Using reinforcement-learning and q-learning to play snake

Hugo Sjöberg
7 min readMay 13, 2018

--

DEPENDENCIES

  • Python3.6
  • Keras
  • Scikit-image
  • Tensorflow

BACKGROUND

The background for me to do this project was of course to learn more about reinforced learning but also to get a trip down memory lane with the classic Snake game. I have previously done some work with other deep learning methods such as classifications tasks so it was rewarding to try something slightly different.

REINFORCEMENT LEARNING

In the Snake game we are controlling a snake that wants to eat apples(weird right?!) and when it does it gains a reward and it also grows in size. The snake is allowed to move freely around the playing field but the game is over if the snake hits the walls or itself. To control it we can use four different actions, arrow up, down, left and right.

Now how would we teach a neural network to solve this game?

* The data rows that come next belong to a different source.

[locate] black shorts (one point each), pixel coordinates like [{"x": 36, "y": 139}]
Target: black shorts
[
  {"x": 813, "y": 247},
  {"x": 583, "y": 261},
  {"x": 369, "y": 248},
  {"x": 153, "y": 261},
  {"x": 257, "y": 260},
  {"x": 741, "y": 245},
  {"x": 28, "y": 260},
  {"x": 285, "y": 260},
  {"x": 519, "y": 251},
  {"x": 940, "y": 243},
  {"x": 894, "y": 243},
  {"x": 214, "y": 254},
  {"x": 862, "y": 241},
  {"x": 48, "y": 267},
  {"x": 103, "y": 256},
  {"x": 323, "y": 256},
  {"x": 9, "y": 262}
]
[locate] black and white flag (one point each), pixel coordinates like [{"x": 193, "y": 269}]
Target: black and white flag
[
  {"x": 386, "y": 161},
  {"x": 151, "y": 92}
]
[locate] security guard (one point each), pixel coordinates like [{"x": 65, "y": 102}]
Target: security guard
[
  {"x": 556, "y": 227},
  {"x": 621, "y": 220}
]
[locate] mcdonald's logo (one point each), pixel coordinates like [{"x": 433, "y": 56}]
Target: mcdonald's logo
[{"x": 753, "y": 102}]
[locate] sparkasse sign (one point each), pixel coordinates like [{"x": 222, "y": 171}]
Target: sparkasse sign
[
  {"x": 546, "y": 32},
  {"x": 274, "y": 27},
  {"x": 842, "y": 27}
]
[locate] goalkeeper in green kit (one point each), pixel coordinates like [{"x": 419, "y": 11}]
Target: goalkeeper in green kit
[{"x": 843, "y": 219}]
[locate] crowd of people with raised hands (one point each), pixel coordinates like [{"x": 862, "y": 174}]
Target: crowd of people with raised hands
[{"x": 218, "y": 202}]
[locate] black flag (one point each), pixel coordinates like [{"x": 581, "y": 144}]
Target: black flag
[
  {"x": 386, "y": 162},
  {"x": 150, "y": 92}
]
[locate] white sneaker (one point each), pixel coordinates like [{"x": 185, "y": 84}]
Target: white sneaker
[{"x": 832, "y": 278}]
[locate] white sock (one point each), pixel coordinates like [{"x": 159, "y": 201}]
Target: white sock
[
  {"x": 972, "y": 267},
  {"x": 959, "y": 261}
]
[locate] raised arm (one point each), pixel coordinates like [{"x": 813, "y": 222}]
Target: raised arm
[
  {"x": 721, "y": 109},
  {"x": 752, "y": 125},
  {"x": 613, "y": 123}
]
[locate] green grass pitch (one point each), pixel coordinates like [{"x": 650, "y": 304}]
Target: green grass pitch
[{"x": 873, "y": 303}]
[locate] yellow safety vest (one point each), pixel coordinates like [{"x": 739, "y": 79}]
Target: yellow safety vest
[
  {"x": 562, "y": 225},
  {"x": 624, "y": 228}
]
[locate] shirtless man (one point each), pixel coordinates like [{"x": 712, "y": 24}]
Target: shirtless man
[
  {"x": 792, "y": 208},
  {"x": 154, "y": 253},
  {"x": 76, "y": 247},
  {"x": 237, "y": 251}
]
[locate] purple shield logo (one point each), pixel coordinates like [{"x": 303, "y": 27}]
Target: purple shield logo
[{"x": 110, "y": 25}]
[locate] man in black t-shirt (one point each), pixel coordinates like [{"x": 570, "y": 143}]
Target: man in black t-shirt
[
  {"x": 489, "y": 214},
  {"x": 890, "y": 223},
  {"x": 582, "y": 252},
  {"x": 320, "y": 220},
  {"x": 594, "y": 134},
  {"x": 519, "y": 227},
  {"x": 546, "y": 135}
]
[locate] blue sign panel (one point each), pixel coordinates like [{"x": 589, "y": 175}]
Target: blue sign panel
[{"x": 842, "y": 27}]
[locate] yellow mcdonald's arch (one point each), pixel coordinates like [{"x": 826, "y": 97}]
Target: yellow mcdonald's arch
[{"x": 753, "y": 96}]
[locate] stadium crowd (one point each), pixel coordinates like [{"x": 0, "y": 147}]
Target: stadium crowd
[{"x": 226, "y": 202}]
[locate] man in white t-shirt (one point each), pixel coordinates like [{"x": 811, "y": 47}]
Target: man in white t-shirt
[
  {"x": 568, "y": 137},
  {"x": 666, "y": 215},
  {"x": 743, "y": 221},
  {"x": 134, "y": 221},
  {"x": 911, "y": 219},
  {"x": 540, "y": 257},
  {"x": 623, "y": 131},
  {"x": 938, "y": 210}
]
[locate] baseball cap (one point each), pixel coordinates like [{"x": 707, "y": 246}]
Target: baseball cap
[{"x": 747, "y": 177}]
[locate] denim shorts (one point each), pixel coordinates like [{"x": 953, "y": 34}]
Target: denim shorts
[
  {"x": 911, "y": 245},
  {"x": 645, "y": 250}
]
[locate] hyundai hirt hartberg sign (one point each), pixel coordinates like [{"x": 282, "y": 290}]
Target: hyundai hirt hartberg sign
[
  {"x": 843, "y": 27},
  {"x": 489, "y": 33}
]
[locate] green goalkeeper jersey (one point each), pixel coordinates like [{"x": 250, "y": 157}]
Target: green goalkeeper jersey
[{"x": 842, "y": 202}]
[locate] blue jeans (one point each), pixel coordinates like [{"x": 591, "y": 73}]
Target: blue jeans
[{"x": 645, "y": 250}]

If we have a picture from the game and then from that picture we determine what action to take, up, down, left or right. So we have a classic classification problem ahead of us.

Now if we have a classification problem we need a-lot of data to train on, since we don’t have any data and I lost interest playing Snake in 4th grade we need to automatically create data. So instead of playing the game myself I let an agent play the game and perform random actions and then the game return a reward based on the action.

It is recommended that a reward shall be somewhere between-1 and 1 therefore I chose the reward when the snake eats the apple to be 1 and -1 when the snake dies and 0 otherwise the reward is 0. Based on the reward the agent should learn how to play the game.

In many ways the way that the agent learns to play a game is similar to how animals/humans learns thing. For an example if you want to learn a dog how to sit, so tell it to sit and in a beginning it doesn’t grasp what we are saying to it however after a while it will sit down and then get a reward. The next time we tell the dog to sit it will connect the dots and sit down and get a reward. As in the game of Snake the dog can also reach a local minimum when we just show the dog candy without telling it to sit it will sit down as soon as it sees the candy and still get candy without us saying sit.

An example of what happens when the game reaches a local minimum would be that the snake is going in circles around the middle of the game because it knows the apple has a higher probability of appearing there. To avoid this we have to give it some kind reward if the agent does an action that is good in the long term versus good in a short term.

CONVOLUTIONAL NEURAL NETWORK

A Convolutional Neural Network or CNN is a kind of network that is suitable to use when the input format to the neural net is a matrix or tensor instead of a vector. In our case the input we use is a 80x80x1 image. A convolution is a sliding filter that gets applied to the picture. In the gif below a 3x3 kernel filter it applied to a black and white picture. Where the 0 is black and 1 is white. The filter multiplies the values element-wise and sums them up.

How this works in practice is somewhat shown below where a kernel filter is applied to a picture of Taj Mahal.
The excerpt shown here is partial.